Jenkins (http://jenkins-ci.org/) is a Java-based Continuous Integration (CI) server that supports the discovery of defects early in the software cycle. Thanks to over 1,000 plugins, Jenkins communicates with many types of systems building and triggering a wide variety of tests.

CI involves making small changes to software and then building and applying quality assurance processes. Defects do not only occur in the code, but also appear in the naming conventions, documentation, how the software is designed, build scripts, the process of deploying the software to servers, and so on. CI forces the defects to emerge early, rather than waiting for software to be fully produced. If defects are caught in the later stages of the software development life cycle, the process will be more expensive. The cost of repair radically increases as soon the bugs escape to production. Estimates suggest it is 100 to 1,000 times cheaper to capture defects early. Effective use of a CI server, such as Jenkins, could be the difference between enjoying a holiday and working unplanned hours to heroically save the day. And as you can imagine, in my day job as a senior developer with aspirations to quality assurance, I like long boring days, at least for mission-critical production environments.

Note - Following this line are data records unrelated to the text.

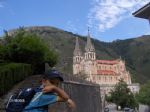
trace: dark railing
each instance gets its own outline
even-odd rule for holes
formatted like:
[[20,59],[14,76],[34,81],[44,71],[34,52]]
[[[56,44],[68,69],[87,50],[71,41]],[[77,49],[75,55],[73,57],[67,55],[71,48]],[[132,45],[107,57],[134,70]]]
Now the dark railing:
[[65,103],[56,103],[49,107],[49,112],[102,112],[99,85],[83,79],[66,76],[61,87],[76,103],[76,109],[71,111]]

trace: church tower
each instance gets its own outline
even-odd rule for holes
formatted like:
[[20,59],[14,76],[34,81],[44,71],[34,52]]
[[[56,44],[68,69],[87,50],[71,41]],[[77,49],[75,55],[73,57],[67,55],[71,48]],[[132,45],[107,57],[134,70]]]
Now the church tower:
[[88,76],[88,80],[93,80],[93,75],[97,74],[97,67],[96,67],[96,53],[94,45],[91,42],[90,32],[88,29],[87,35],[87,43],[85,46],[85,53],[84,53],[84,72]]
[[82,52],[79,46],[79,39],[76,37],[76,44],[73,53],[73,74],[79,74],[82,70],[81,61],[82,61]]
[[85,60],[96,60],[96,56],[95,56],[95,48],[94,45],[91,42],[91,37],[90,37],[90,32],[88,29],[88,35],[87,35],[87,43],[85,46]]

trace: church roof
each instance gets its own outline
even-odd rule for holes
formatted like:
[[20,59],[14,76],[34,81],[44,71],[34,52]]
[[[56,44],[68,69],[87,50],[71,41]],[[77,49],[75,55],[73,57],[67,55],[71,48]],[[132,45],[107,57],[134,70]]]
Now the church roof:
[[98,75],[116,75],[114,71],[111,70],[97,70]]
[[96,60],[97,64],[107,64],[107,65],[114,65],[117,64],[118,60]]

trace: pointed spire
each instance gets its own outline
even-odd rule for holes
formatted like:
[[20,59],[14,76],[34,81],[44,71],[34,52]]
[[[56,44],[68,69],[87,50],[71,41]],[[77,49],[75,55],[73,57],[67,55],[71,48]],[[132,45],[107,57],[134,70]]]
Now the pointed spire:
[[85,47],[85,51],[95,51],[95,48],[94,48],[94,46],[91,42],[89,27],[88,27],[87,44],[86,44],[86,47]]
[[81,50],[80,50],[80,46],[79,46],[79,38],[76,37],[76,45],[75,45],[75,50],[74,50],[74,55],[81,55]]

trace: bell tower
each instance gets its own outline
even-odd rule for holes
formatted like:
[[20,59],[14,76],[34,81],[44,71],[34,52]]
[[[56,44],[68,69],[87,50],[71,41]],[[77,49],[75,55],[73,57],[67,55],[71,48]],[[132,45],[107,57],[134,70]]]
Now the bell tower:
[[79,46],[79,38],[76,37],[76,44],[73,53],[73,74],[79,74],[82,70],[81,61],[82,61],[82,52]]
[[84,71],[85,74],[88,76],[88,80],[92,81],[93,76],[97,73],[96,67],[96,53],[94,45],[91,42],[90,32],[88,28],[88,35],[87,35],[87,43],[85,46],[85,53],[84,53]]
[[84,54],[85,60],[96,60],[96,53],[94,45],[91,42],[90,32],[88,28],[88,35],[87,35],[87,43],[85,46],[85,54]]

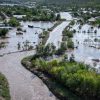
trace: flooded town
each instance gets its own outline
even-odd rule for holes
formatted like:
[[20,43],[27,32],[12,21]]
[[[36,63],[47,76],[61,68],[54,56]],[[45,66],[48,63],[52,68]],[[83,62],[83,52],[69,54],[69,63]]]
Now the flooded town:
[[83,1],[0,1],[0,100],[100,99],[100,2]]

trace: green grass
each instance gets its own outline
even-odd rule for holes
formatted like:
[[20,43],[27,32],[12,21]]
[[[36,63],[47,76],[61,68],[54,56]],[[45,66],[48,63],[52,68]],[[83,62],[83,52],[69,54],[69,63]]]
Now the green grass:
[[8,82],[2,74],[0,74],[0,97],[4,100],[10,100]]

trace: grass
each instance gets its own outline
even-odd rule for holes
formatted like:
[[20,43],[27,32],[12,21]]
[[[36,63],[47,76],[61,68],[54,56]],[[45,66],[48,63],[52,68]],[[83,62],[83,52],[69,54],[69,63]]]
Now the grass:
[[7,82],[7,79],[4,77],[4,75],[2,74],[0,74],[0,98],[4,100],[10,100],[8,82]]

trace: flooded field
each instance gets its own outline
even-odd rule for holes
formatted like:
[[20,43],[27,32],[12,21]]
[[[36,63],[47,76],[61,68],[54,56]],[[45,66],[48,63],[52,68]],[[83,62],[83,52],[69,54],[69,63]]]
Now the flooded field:
[[[36,28],[29,28],[28,25],[32,25]],[[17,35],[17,29],[11,29],[7,35],[8,38],[0,39],[0,42],[5,44],[5,47],[0,49],[0,55],[25,50],[27,45],[34,49],[39,42],[39,34],[42,33],[43,29],[47,30],[53,25],[54,23],[51,22],[21,22],[21,28],[26,32],[23,32],[22,35]],[[20,48],[18,48],[19,44]]]
[[75,48],[71,53],[74,54],[76,61],[81,61],[100,69],[100,63],[93,60],[100,60],[100,28],[85,24],[81,26],[75,24],[72,28],[76,30],[73,41]]

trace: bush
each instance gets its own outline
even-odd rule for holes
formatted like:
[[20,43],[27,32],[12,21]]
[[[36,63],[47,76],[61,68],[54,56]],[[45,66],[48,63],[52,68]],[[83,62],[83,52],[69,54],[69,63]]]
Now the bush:
[[8,29],[0,29],[0,36],[5,36],[8,33]]
[[9,25],[12,27],[17,27],[20,25],[19,21],[16,18],[11,18],[9,20]]

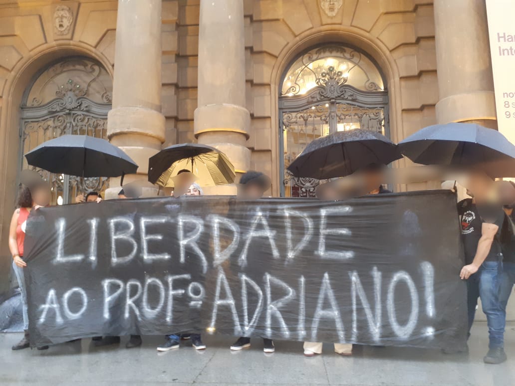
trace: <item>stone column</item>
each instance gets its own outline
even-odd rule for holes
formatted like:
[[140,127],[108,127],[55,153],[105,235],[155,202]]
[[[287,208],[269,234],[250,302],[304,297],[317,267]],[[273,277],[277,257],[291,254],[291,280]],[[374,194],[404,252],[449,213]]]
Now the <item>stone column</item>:
[[[201,0],[198,44],[198,143],[227,154],[237,172],[250,166],[250,115],[245,102],[242,0]],[[218,192],[229,192],[219,187]]]
[[[108,136],[140,167],[138,174],[126,176],[125,183],[146,179],[148,159],[164,142],[165,118],[161,113],[161,0],[119,0],[115,44],[113,109],[108,115]],[[114,187],[119,187],[119,178],[111,179],[108,198],[116,197],[119,188]]]
[[485,0],[435,0],[438,122],[497,128]]

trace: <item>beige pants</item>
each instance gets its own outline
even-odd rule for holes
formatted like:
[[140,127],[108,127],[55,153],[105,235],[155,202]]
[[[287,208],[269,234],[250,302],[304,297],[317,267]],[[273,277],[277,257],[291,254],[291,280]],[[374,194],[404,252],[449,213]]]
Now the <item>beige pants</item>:
[[[304,342],[304,349],[315,354],[322,354],[322,343],[318,342]],[[351,354],[352,345],[350,343],[335,343],[334,352],[338,354]]]

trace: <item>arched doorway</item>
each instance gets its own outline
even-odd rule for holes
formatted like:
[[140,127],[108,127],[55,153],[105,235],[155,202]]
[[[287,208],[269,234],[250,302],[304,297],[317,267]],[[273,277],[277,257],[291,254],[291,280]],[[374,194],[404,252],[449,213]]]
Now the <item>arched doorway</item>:
[[330,44],[299,56],[285,72],[279,95],[281,196],[315,197],[318,180],[286,169],[313,139],[356,128],[389,136],[388,106],[385,79],[364,52]]
[[[22,169],[29,167],[23,154],[48,139],[64,134],[107,138],[107,114],[111,108],[112,81],[101,64],[84,57],[60,60],[34,77],[21,106]],[[83,179],[37,170],[52,189],[52,203],[66,204],[85,191],[103,191],[105,178]]]

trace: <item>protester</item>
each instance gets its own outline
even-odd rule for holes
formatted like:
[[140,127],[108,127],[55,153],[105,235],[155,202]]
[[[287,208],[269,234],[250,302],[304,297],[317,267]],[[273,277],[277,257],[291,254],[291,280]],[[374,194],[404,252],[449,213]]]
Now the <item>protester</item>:
[[[137,183],[132,183],[124,186],[123,189],[118,192],[118,197],[120,199],[129,198],[139,198],[143,194],[141,187]],[[95,200],[96,201],[96,200]],[[92,340],[95,341],[96,347],[108,346],[111,344],[118,344],[120,343],[119,337],[107,336],[104,338],[94,337]],[[139,347],[143,343],[141,335],[131,335],[129,341],[125,344],[126,348],[133,348]]]
[[[178,198],[183,195],[185,196],[202,196],[201,188],[197,183],[193,182],[196,179],[195,174],[185,169],[179,170],[177,176],[174,178],[175,186],[172,197]],[[199,334],[171,334],[165,336],[165,342],[158,346],[158,351],[168,351],[174,348],[178,348],[181,339],[191,339],[192,346],[197,350],[204,350],[206,346],[202,341],[202,337]]]
[[[342,192],[336,184],[327,182],[319,185],[317,189],[317,197],[323,201],[337,201],[342,198]],[[305,357],[314,357],[322,354],[321,342],[304,342],[304,355]],[[335,343],[334,352],[343,356],[352,355],[352,344],[351,343]]]
[[75,197],[75,202],[100,202],[102,201],[102,198],[100,194],[96,191],[90,191],[84,197],[84,195],[80,194]]
[[[11,219],[9,248],[12,256],[12,266],[14,274],[22,293],[23,329],[25,331],[23,338],[12,346],[13,350],[21,350],[27,348],[29,346],[28,306],[25,274],[23,272],[24,269],[27,267],[27,263],[23,260],[23,243],[25,238],[27,219],[32,210],[37,209],[40,206],[46,206],[49,202],[50,189],[48,184],[42,179],[40,182],[35,182],[30,187],[24,186],[20,190],[18,197],[18,208],[14,210]],[[43,350],[48,348],[48,346],[43,346],[38,347],[38,349]]]
[[460,277],[467,280],[469,334],[479,297],[489,336],[489,350],[483,361],[501,363],[506,360],[506,310],[499,296],[503,259],[500,237],[505,214],[499,202],[492,199],[493,181],[483,172],[471,173],[465,185],[472,198],[460,201],[458,212],[466,263]]
[[364,191],[369,195],[391,193],[383,187],[384,171],[386,165],[380,164],[370,164],[357,172],[362,179]]
[[499,181],[499,199],[506,216],[503,224],[503,273],[499,299],[505,311],[515,285],[515,184],[512,181]]
[[[177,175],[173,178],[174,180],[174,191],[171,193],[173,197],[180,197],[186,195],[195,182],[197,177],[190,170],[183,169],[179,171]],[[198,186],[198,185],[197,185]],[[200,188],[200,186],[199,186]],[[197,189],[198,190],[198,189]],[[200,191],[199,191],[200,192]],[[188,195],[188,196],[200,196],[200,195]]]
[[[237,187],[237,197],[245,200],[258,200],[271,185],[270,178],[259,171],[249,171],[242,176]],[[265,353],[273,353],[276,350],[273,341],[264,338],[263,350]],[[233,350],[241,350],[250,347],[250,338],[241,337],[231,346]]]

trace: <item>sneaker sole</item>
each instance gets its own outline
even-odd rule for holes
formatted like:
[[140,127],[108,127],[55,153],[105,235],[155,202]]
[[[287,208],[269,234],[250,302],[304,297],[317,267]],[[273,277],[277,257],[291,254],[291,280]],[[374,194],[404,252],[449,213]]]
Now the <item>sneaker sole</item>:
[[250,343],[244,344],[243,346],[231,346],[231,349],[233,351],[239,351],[239,350],[244,348],[246,348],[248,347],[250,347]]
[[483,362],[487,364],[500,364],[506,362],[507,359],[507,358],[505,358],[502,359],[490,359],[489,358],[483,358]]
[[169,351],[170,350],[173,350],[175,348],[179,348],[179,345],[172,346],[171,347],[158,347],[158,351],[164,352],[164,351]]

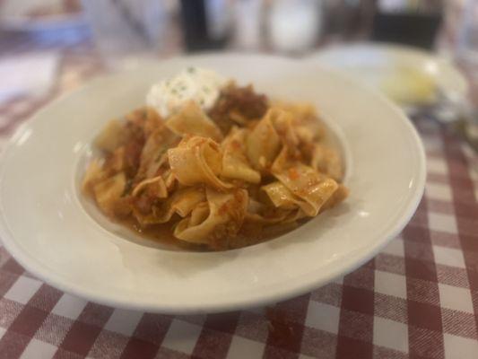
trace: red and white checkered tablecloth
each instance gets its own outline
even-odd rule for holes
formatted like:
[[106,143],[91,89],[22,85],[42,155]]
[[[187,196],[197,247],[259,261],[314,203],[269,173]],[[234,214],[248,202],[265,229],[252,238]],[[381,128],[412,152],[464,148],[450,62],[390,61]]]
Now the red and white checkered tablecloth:
[[[98,68],[70,57],[51,95],[0,104],[0,147]],[[404,231],[339,281],[266,308],[170,316],[99,305],[25,272],[0,241],[0,358],[478,358],[478,156],[435,122],[415,124],[428,180]]]

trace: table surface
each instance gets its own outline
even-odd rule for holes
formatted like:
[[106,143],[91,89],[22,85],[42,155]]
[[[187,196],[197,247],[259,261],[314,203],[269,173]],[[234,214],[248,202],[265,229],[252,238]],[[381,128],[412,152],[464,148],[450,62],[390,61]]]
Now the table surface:
[[[56,84],[0,103],[0,149],[39,107],[101,71],[88,43],[40,45],[62,48]],[[268,307],[170,316],[99,305],[26,272],[0,240],[0,358],[478,357],[478,156],[430,118],[414,122],[428,180],[404,232],[354,272]]]

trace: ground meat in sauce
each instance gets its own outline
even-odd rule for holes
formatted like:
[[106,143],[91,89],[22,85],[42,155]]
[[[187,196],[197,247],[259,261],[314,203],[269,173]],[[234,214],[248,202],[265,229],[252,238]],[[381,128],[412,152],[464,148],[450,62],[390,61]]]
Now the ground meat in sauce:
[[251,85],[237,87],[230,84],[222,89],[209,116],[222,133],[227,134],[232,125],[238,124],[238,118],[246,120],[260,118],[265,114],[267,106],[267,96],[256,93]]

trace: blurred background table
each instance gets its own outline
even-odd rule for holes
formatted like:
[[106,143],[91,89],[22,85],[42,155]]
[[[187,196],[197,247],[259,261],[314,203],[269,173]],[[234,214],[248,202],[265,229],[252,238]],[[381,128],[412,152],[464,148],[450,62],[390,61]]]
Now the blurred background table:
[[[222,2],[215,3],[220,6]],[[254,11],[256,2],[236,3],[241,4],[231,5],[239,8],[230,16],[236,16],[236,26],[248,29],[248,34],[232,36],[230,42],[225,42],[222,35],[225,25],[218,21],[218,37],[203,47],[256,47],[301,56],[307,52],[304,49],[309,51],[320,44],[366,37],[363,27],[354,27],[355,22],[349,20],[358,17],[369,29],[372,18],[366,10],[375,2],[357,2],[360,6],[355,11],[339,12],[338,17],[334,12],[338,12],[340,2],[324,2],[328,6],[322,7],[326,15],[306,20],[311,28],[317,25],[314,22],[323,22],[326,26],[322,29],[328,27],[332,32],[341,32],[340,36],[317,36],[309,43],[304,40],[299,49],[289,48],[291,44],[280,43],[281,39],[275,45],[256,39],[262,34],[264,25],[255,22],[260,19],[245,20],[237,14]],[[271,6],[272,2],[264,3]],[[383,3],[388,4],[386,8],[393,7],[393,2]],[[448,4],[451,5],[455,4]],[[178,3],[172,9],[178,11]],[[223,10],[218,9],[219,13]],[[280,9],[276,11],[274,16],[281,19]],[[303,15],[297,16],[304,20]],[[183,38],[179,13],[174,13],[169,22],[167,35],[163,33],[161,48],[154,49],[153,56],[161,58],[196,49],[197,44],[187,45],[192,40]],[[454,36],[442,34],[434,46],[453,55],[454,48],[443,44],[449,39],[443,39]],[[0,71],[6,61],[12,66],[12,60],[45,53],[54,54],[51,85],[34,95],[7,94],[0,101],[0,150],[39,108],[88,79],[117,68],[111,58],[105,61],[105,54],[95,47],[85,25],[66,35],[0,32]],[[121,66],[127,64],[123,61]],[[469,62],[465,64],[469,66]],[[24,74],[28,81],[29,73]],[[474,74],[468,78],[476,87]],[[404,231],[356,271],[312,293],[265,308],[169,316],[88,302],[26,272],[0,240],[0,358],[478,357],[478,156],[437,122],[426,118],[413,121],[426,147],[428,180],[422,203]]]

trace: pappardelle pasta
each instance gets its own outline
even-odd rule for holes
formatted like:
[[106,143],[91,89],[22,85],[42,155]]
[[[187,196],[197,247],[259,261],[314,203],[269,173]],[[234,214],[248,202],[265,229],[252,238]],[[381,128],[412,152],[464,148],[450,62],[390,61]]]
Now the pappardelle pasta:
[[192,68],[161,83],[97,136],[102,155],[83,191],[105,215],[222,250],[288,232],[347,197],[313,106],[212,78]]

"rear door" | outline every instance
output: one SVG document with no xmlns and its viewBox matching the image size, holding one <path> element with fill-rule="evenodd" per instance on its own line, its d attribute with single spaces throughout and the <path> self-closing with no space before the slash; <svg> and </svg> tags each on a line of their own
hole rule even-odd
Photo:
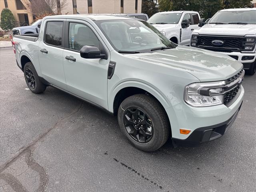
<svg viewBox="0 0 256 192">
<path fill-rule="evenodd" d="M 63 58 L 67 90 L 107 109 L 108 68 L 110 52 L 103 45 L 95 29 L 88 23 L 68 19 L 66 28 L 66 41 Z M 108 58 L 82 58 L 80 49 L 85 45 L 96 46 L 101 51 L 107 51 Z M 67 59 L 66 57 L 72 59 Z"/>
<path fill-rule="evenodd" d="M 42 77 L 51 84 L 63 89 L 66 88 L 62 60 L 65 20 L 46 20 L 42 26 L 44 29 L 43 39 L 40 41 L 38 50 Z"/>
<path fill-rule="evenodd" d="M 186 13 L 184 15 L 182 22 L 186 19 L 189 20 L 189 26 L 186 28 L 182 28 L 181 41 L 180 44 L 182 45 L 189 45 L 191 29 L 192 28 L 191 27 L 192 24 L 191 17 L 189 13 Z"/>
</svg>

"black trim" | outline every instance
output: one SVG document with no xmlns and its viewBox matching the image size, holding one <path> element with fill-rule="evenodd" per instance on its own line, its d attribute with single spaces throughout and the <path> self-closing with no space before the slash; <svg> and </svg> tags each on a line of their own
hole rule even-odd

Jenkins can automate the building of software regularly and trigger tests pulling in the results and failing based on defined criteria. Failing early via build failure lowers the costs, increases confidence in the software produced, and has the potential to morph subjective processes into an aggressive metrics-based process that the development team feels is unbiased.

Jenkins is:

  • A proven technology that is deployed at large scale in many organizations.
  • Open source, so the code is open to review and has no licensing costs.
  • Has a simple configuration through a web-based GUI. This speeds up job creation, improves consistency, and decreases the maintenance costs.
  • A master slave topology that distributes the build and testing effort over slave servers with the results automatically accumulated on the master. This topology ensures a scalable, responsive, and stable environment.
  • Has the ability to call slaves from the cloud. Jenkins can use Amazon services or an Application Service Provider (ASP) such as CloudBees. (http://www.cloudbees.com/).
  • No fuss installation. Installation is as simple as running only a single downloaded file named jenkins.war.
  • Has many plugins. Over 1,000 plugins supporting communication, testing, and integration to numerous external applications (https://wiki.jenkins-ci.org/display/JENKINS/Plugins).
  • A straightforward plugin framework. For Java programmers, writing plugins is straightforward. Jenkins plugin framework has clear interfaces that are easy to extend. The framework uses XStream (http://xstream.codehaus.org/) for persisting configuration information as XML and Jelly (http://commons.apache.org/proper/commons-jelly/) for the creation of parts of the GUI.
  • Runs Groovy scripts. Jenkins has the facility to support running Groovy scripts both in the master and remotely on slaves. This allows for consistent scripting across operating systems. However, you are not limited to scripting in Groovy. Many administrators like to use Ant, Bash, or Perl scripts and statisticians and developers with complex analytics requirements the R language.
  • Not just Java. Though highly supportive of Java, Jenkins also supports other languages.
  • Rapid pace of improvement. Jenkins is an agile project; you can see numerous releases in the year, pushing improvements rapidly at http://jenkins-ci.org/changelog.
    There is also a highly stable Long-Term Support Release for the more conservative.
  • Jenkins pushes up code quality by automatically testing within a short period after code commit and then shouting loudly if build failure occurs.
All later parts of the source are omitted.